Natomiast dr Grzegorz Heleniak, reprezentujący RPO, potwierdził, że w postępowaniu przed starostą kierowca nie ma żadnych gwarancji procesowych.

NSA: prewencja i bezpieczeństwo przede wszystkim

Naczelny Sąd Administracyjny orzekł, że podstawą wydania decyzji o zatrzymaniu prawa jazdy według art. 102 ust. 2 pkt 4 ustawy o kierujących jest informacja o popełnieniu naruszenia o przekroczeniu prędkości lub prawomocne orzeczenie.

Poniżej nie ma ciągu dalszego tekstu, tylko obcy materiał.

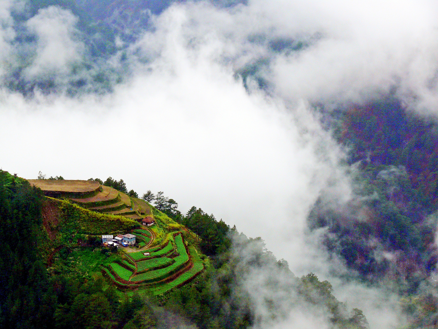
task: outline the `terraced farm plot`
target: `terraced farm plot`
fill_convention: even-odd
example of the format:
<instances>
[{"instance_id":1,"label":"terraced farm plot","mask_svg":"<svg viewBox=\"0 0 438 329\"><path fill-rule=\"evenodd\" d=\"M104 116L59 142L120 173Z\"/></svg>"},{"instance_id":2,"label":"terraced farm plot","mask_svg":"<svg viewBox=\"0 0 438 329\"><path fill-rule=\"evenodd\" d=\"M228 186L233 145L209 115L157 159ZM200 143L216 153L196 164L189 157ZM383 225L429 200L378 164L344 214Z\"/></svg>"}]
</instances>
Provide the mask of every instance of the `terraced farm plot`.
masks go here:
<instances>
[{"instance_id":1,"label":"terraced farm plot","mask_svg":"<svg viewBox=\"0 0 438 329\"><path fill-rule=\"evenodd\" d=\"M134 232L138 234L146 234L148 236L151 236L151 232L147 229L134 229Z\"/></svg>"},{"instance_id":2,"label":"terraced farm plot","mask_svg":"<svg viewBox=\"0 0 438 329\"><path fill-rule=\"evenodd\" d=\"M129 215L132 215L134 211L133 210L131 210L130 208L124 208L123 209L120 209L120 210L115 210L113 211L106 211L106 212L113 215L123 215L124 214Z\"/></svg>"},{"instance_id":3,"label":"terraced farm plot","mask_svg":"<svg viewBox=\"0 0 438 329\"><path fill-rule=\"evenodd\" d=\"M134 282L144 281L146 283L159 281L171 275L182 268L184 265L188 261L189 257L187 254L185 247L184 246L184 243L183 242L182 238L180 235L177 236L175 238L175 242L180 255L174 258L175 262L173 264L164 268L150 271L141 274L135 275L132 277L131 281Z\"/></svg>"},{"instance_id":4,"label":"terraced farm plot","mask_svg":"<svg viewBox=\"0 0 438 329\"><path fill-rule=\"evenodd\" d=\"M89 203L91 202L101 202L113 200L116 202L116 198L119 194L117 190L107 186L102 186L102 192L99 192L94 197L87 198L72 198L70 200L80 203Z\"/></svg>"},{"instance_id":5,"label":"terraced farm plot","mask_svg":"<svg viewBox=\"0 0 438 329\"><path fill-rule=\"evenodd\" d=\"M152 258L152 259L147 259L145 261L138 261L137 263L137 271L141 272L149 268L153 268L164 265L170 265L173 261L173 259L167 257L160 257L158 258Z\"/></svg>"},{"instance_id":6,"label":"terraced farm plot","mask_svg":"<svg viewBox=\"0 0 438 329\"><path fill-rule=\"evenodd\" d=\"M129 215L124 215L123 214L120 214L122 216L124 216L125 217L127 217L128 218L130 218L131 219L141 219L143 217L141 216L139 216L137 214L131 214Z\"/></svg>"},{"instance_id":7,"label":"terraced farm plot","mask_svg":"<svg viewBox=\"0 0 438 329\"><path fill-rule=\"evenodd\" d=\"M141 209L141 213L146 215L151 215L151 208L146 202L141 199L132 198L134 203L138 204L138 207Z\"/></svg>"},{"instance_id":8,"label":"terraced farm plot","mask_svg":"<svg viewBox=\"0 0 438 329\"><path fill-rule=\"evenodd\" d=\"M120 284L121 285L121 286L128 286L130 285L129 284L127 284L126 283L123 283L121 282L117 281L117 279L116 279L116 277L113 275L113 273L112 273L110 271L110 270L109 270L108 268L103 268L103 270L105 271L105 272L108 275L108 276L109 276L113 281L114 281L117 284Z\"/></svg>"},{"instance_id":9,"label":"terraced farm plot","mask_svg":"<svg viewBox=\"0 0 438 329\"><path fill-rule=\"evenodd\" d=\"M129 278L132 275L132 272L129 270L122 267L120 264L117 263L111 263L110 264L113 270L116 274L124 280L129 281Z\"/></svg>"},{"instance_id":10,"label":"terraced farm plot","mask_svg":"<svg viewBox=\"0 0 438 329\"><path fill-rule=\"evenodd\" d=\"M159 248L159 247L158 247ZM153 249L155 249L155 248ZM164 255L168 253L173 249L173 247L172 245L172 243L171 242L169 242L167 244L167 245L164 247L164 248L161 250L159 250L157 251L151 251L152 249L147 249L146 250L144 250L141 251L131 253L129 254L129 256L132 257L132 259L135 261L139 261L140 259L143 259L143 258L150 258L155 256ZM149 253L150 254L148 256L145 256L143 254L143 253Z\"/></svg>"},{"instance_id":11,"label":"terraced farm plot","mask_svg":"<svg viewBox=\"0 0 438 329\"><path fill-rule=\"evenodd\" d=\"M145 243L145 245L149 243L149 241L151 240L151 238L148 236L145 236L144 235L139 235L135 234L136 239L138 239L139 240L141 240Z\"/></svg>"},{"instance_id":12,"label":"terraced farm plot","mask_svg":"<svg viewBox=\"0 0 438 329\"><path fill-rule=\"evenodd\" d=\"M126 265L126 266L127 266L130 268L132 269L133 271L135 271L135 265L133 265L133 264L131 264L129 261L127 261L125 260L124 260L122 262L123 263L123 264L124 264L125 265Z\"/></svg>"},{"instance_id":13,"label":"terraced farm plot","mask_svg":"<svg viewBox=\"0 0 438 329\"><path fill-rule=\"evenodd\" d=\"M31 186L43 191L62 193L84 193L95 191L100 186L98 182L89 180L28 179Z\"/></svg>"},{"instance_id":14,"label":"terraced farm plot","mask_svg":"<svg viewBox=\"0 0 438 329\"><path fill-rule=\"evenodd\" d=\"M113 204L107 204L105 206L99 206L98 207L92 207L88 209L92 209L92 210L98 210L98 211L102 211L106 210L108 211L111 211L111 209L114 210L117 210L117 208L119 207L122 208L126 207L126 205L123 202L121 201L118 201L117 202L114 202Z\"/></svg>"},{"instance_id":15,"label":"terraced farm plot","mask_svg":"<svg viewBox=\"0 0 438 329\"><path fill-rule=\"evenodd\" d=\"M189 247L189 252L193 261L193 267L170 282L152 288L152 290L154 295L159 295L166 292L174 287L182 284L186 281L194 277L204 269L204 264L202 260L199 258L199 256L194 248L191 246Z\"/></svg>"}]
</instances>

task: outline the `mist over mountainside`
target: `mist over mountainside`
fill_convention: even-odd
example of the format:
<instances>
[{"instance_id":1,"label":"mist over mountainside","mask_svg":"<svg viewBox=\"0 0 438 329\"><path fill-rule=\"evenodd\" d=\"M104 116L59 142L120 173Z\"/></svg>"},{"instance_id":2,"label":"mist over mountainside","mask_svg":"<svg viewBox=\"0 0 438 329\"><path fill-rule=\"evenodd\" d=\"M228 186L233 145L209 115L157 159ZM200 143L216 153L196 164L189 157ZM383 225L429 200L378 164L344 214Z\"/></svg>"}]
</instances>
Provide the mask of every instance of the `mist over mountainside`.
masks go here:
<instances>
[{"instance_id":1,"label":"mist over mountainside","mask_svg":"<svg viewBox=\"0 0 438 329\"><path fill-rule=\"evenodd\" d=\"M434 328L437 9L5 0L2 168L165 191L182 214L194 204L261 236L254 248L305 285L319 284L311 272L328 280L322 304L340 308L321 311L296 287L292 303L269 278L284 291L296 283L236 238L209 277L226 296L219 304L251 309L233 314L242 327L350 328L339 300L370 328ZM245 275L227 285L234 271ZM311 315L307 303L319 305Z\"/></svg>"}]
</instances>

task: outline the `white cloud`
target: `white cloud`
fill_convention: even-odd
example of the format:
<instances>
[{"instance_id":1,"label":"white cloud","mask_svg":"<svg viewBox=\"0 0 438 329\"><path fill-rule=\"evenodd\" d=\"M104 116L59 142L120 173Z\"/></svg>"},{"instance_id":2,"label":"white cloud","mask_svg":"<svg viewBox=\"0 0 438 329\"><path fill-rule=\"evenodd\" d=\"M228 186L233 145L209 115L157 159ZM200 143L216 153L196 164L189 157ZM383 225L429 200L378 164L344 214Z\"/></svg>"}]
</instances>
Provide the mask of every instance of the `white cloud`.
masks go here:
<instances>
[{"instance_id":1,"label":"white cloud","mask_svg":"<svg viewBox=\"0 0 438 329\"><path fill-rule=\"evenodd\" d=\"M77 39L78 18L70 11L56 6L40 9L27 21L30 31L36 37L36 49L32 64L26 68L28 79L57 77L69 73L72 65L81 61L84 46Z\"/></svg>"},{"instance_id":2,"label":"white cloud","mask_svg":"<svg viewBox=\"0 0 438 329\"><path fill-rule=\"evenodd\" d=\"M0 17L10 19L7 9ZM39 170L67 179L110 175L139 193L164 191L183 211L200 207L262 236L297 275L328 279L374 327L390 328L399 314L393 296L337 281L331 271L346 271L342 262L326 261L319 232L305 234L322 190L341 204L351 193L342 151L308 104L361 101L395 85L411 106L433 111L436 12L431 2L407 0L174 5L132 46L134 74L112 94L29 100L4 89L1 165L29 179ZM39 37L29 77L62 76L80 60L76 22L56 7L28 21ZM9 42L12 30L1 31ZM267 38L278 38L312 41L298 53L274 53ZM269 60L262 74L272 97L256 88L249 94L234 77L261 58ZM303 326L323 327L297 314Z\"/></svg>"}]
</instances>

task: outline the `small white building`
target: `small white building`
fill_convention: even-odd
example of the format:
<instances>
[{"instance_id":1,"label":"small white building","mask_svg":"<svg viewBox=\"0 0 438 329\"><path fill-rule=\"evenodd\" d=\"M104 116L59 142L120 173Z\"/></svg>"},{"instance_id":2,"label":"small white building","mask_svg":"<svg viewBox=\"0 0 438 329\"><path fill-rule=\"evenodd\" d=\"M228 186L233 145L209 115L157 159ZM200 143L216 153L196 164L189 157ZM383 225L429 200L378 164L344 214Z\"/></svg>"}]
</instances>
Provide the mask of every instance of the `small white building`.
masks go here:
<instances>
[{"instance_id":1,"label":"small white building","mask_svg":"<svg viewBox=\"0 0 438 329\"><path fill-rule=\"evenodd\" d=\"M135 244L135 236L133 234L125 234L123 236L123 240L122 242L124 242L127 244L131 246Z\"/></svg>"},{"instance_id":2,"label":"small white building","mask_svg":"<svg viewBox=\"0 0 438 329\"><path fill-rule=\"evenodd\" d=\"M102 243L104 243L105 242L113 242L113 236L112 235L102 235Z\"/></svg>"},{"instance_id":3,"label":"small white building","mask_svg":"<svg viewBox=\"0 0 438 329\"><path fill-rule=\"evenodd\" d=\"M123 241L123 236L121 234L119 234L115 238L114 238L114 240L117 240L117 243L120 244L122 243L122 241Z\"/></svg>"}]
</instances>

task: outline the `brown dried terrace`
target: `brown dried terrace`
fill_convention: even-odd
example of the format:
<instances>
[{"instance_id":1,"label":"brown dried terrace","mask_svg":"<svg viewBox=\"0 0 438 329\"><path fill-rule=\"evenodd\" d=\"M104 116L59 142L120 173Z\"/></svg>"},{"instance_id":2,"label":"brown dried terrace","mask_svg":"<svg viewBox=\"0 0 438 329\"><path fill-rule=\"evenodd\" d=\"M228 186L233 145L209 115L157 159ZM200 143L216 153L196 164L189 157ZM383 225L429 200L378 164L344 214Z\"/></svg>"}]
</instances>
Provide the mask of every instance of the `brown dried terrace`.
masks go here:
<instances>
[{"instance_id":1,"label":"brown dried terrace","mask_svg":"<svg viewBox=\"0 0 438 329\"><path fill-rule=\"evenodd\" d=\"M96 211L138 220L151 213L149 205L143 200L132 198L95 181L29 179L28 182L40 188L48 196L67 198L81 207Z\"/></svg>"}]
</instances>

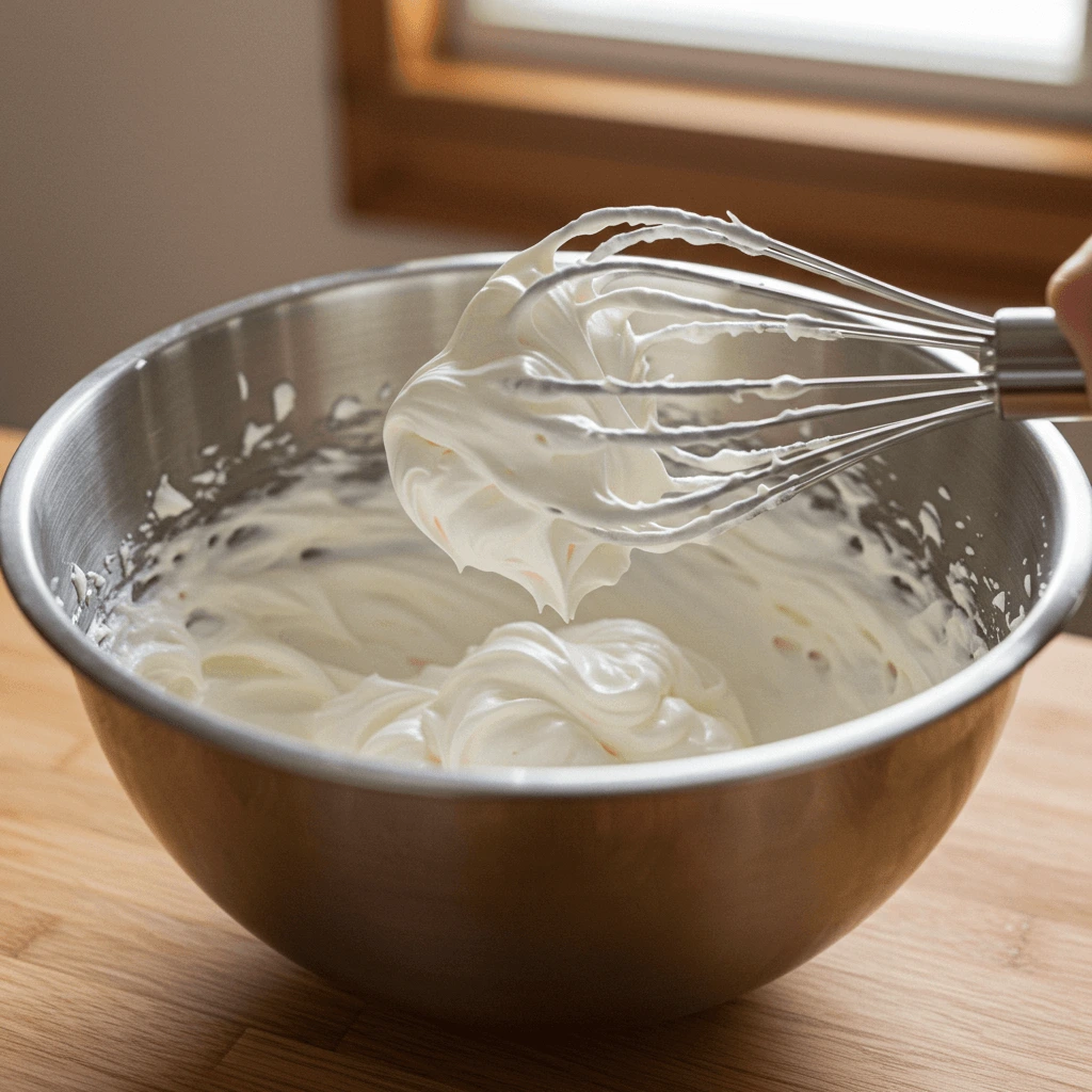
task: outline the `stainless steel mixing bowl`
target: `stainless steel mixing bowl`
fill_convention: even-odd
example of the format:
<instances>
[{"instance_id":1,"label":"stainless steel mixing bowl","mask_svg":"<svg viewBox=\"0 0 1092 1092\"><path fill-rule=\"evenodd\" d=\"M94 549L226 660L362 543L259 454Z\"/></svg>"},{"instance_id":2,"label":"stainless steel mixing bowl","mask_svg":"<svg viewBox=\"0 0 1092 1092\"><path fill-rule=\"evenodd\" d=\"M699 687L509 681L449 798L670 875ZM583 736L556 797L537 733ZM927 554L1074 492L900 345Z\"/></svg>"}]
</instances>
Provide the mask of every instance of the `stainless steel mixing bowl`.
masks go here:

- Te dwie okoliczności są podstawą do wydania decyzji administracyjnej o zatrzymaniu przez starostę prawa jazdy - powiedział sędzia Jacek Chlebny. - Taka wykładnia przepisów jest podyktowana celem ustawy. Dlaczego doszło do nowelizacji Prawa o ruchu drogowym i jaki jest cel zatrzymania dokumentu? Cel przyjęcia tych regulacji to przyczynienie się do większej dyscypliny przestrzegania przepisów przez kierowców, choćby wzbudzenie obawy przed utartą dokumentu - dodał.

Zatrzymanie prawa jazdy w oparciu o art. 102 ust. 2 pkt 4 ustawy realizuje cel prewencyjny, zabezpieczający. Służy bezpieczeństwu obywateli, ochronie ich życia i zdrowia - dodał NSA.

NSA odniósł się do orzeczenia Trybunału Konstytucyjnego z 11 października 2016 r. o sygnaturze K 24/15. Według Trybunału w zakresie, w jakim przewiduje stosowanie wobec tej samej osoby, za ten sam czyn, sankcji administracyjnej w postaci zatrzymania prawa jazdy i odpowiedzialności prawnokarnej za wykroczenie, jest zgodny z art. 2 Konstytucji.

Postępowanie wyjaśniające starosty

Ponadto TK stwierdził, że w zakresie, w jakim nie przewiduje sytuacji usprawiedliwiających – ze względu na stan wyższej konieczności – kierowanie pojazdem z przekroczeniem dopuszczalnej prędkości o więcej niż 50 km/h na obszarze zabudowanym, jest niezgodne z art. 2 i art. 45 ust. 1 Konstytucji. Przepisu o odebraniu prawa jazdy nie stosuje się, jeśli kierujący był w stanie wyższej konieczności - dodał TK.

- W tym zakresie starosta powinien prowadzić postępowanie wyjaśniające - podkreślił sędzia Chlebny. - Decyzja starosty podlega sądowej kontroli. Zatrzymanie prawa jazdy jest tymczasowe, trwa 3 miesiące, więc zawieszenie postępowania administracyjnego do zakończenia procesu karnego byłoby niesłuszne - dodał.

 

Sygnatura akt I OPS 3/18, uchwała 7 sędziów NSA z 1 lipca 2019 r.